Thursday, September 10, 2009

An Emerging Secondary Infection

I'm probably the exact opposite of a hypochondriac, but I pay enough attention to medicine as a "popular science" to know that the first bug to bite you sometimes makes it possible for a second bug to bite you, and that the effects of the resulting "secondary infection" are sometimes more damaging than those of the original. Secondary infections are often "opportunistic"; they have no organic connection to the primary infection, but merely use it as a vehicle.

Within the Anglican world of the last several years, the "primary infection" has certainly been conflict over sexuality and sexual behavior, and the consequences have been severe, it not devastating. There is honest question whether Anglicanism as a recognizable current within the Christian river can actually survive very much longer.

But within the segment of the Anglican world known as the Episcopal Church, there is a secondary infection that has emerged suddenly--only in the last several weeks--and is growing virulently. Even though the sexuality debate was the vehicle that delivered it to the scene, it has no organic connection to sexuality or the range of theological positions with respect to sexuality. It could easily have been another issue ("lay presidency" at the Eucharist, for example, or communion of the unbaptized), but just happened to be sex.

What I'm talking about is the tension--indeed, the dilemma--that some are experiencing between their identity as Anglicans and their identity as Episcopalians. Not too very long ago, this would have been an inconceivable dichotomy. It was axiomatic that if you are a member of the Episcopal Church (USA), you are also automatically an Anglican, and if you live in the U.S. and wish to practice Christian religion as an Anglican, the place to do so is in the Episcopal Church. Except perhaps in the first session or two of an Inquirers' Class, it all went without saying.

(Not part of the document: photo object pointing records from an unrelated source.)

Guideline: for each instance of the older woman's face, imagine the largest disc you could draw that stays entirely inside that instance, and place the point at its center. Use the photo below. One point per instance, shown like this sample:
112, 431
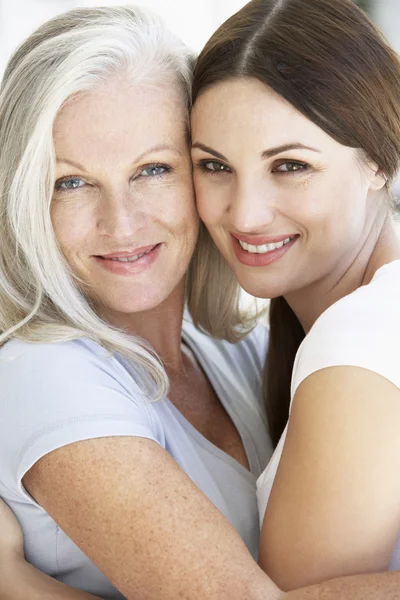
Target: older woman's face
123, 208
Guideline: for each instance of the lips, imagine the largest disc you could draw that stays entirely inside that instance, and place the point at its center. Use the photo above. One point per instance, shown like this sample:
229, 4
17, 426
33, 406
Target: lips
129, 262
128, 255
264, 252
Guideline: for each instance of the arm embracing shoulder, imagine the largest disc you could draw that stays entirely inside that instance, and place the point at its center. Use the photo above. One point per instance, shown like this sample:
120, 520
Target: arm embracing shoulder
334, 508
134, 512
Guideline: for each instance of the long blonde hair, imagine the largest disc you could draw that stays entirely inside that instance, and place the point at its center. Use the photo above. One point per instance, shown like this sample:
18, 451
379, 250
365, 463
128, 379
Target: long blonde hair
40, 300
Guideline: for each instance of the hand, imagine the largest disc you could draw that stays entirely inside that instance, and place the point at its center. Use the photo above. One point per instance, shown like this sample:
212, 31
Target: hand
11, 538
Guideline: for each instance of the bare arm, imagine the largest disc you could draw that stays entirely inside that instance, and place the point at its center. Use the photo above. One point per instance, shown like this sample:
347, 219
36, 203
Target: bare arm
18, 579
334, 508
127, 504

So what has changed? Two things, mainly: First, the various breakaway chunks (too large to be called "splinter groups")--AMiA, CANA, et al; now perhaps congealing as the ACNA--have quite understandably appropriated themselves the moniker "Anglican" while broadcasting their perception that the Episcopal Church has terminally squandered its Anglican inheritance. So we hear things like, "My parish is Anglican, not Episcopal." This can be said both truthfully and innocently, of course, like a resident of Philadelphia saying, "I live in the United States, not in New York." But it can also carry with it an implication of mutual exclusivity and put-down, like I've heard some say, "I'm a Christian, not a Catholic." So when lay Episcopalians who are not well-informed about their own ecclesial identity hear or read such a remark, they might plausibly infer, "If that non-Episcopalian says she's an Anglican, then I must not be an Anglican." This is nonsense, of course, but it is understandable nonsense.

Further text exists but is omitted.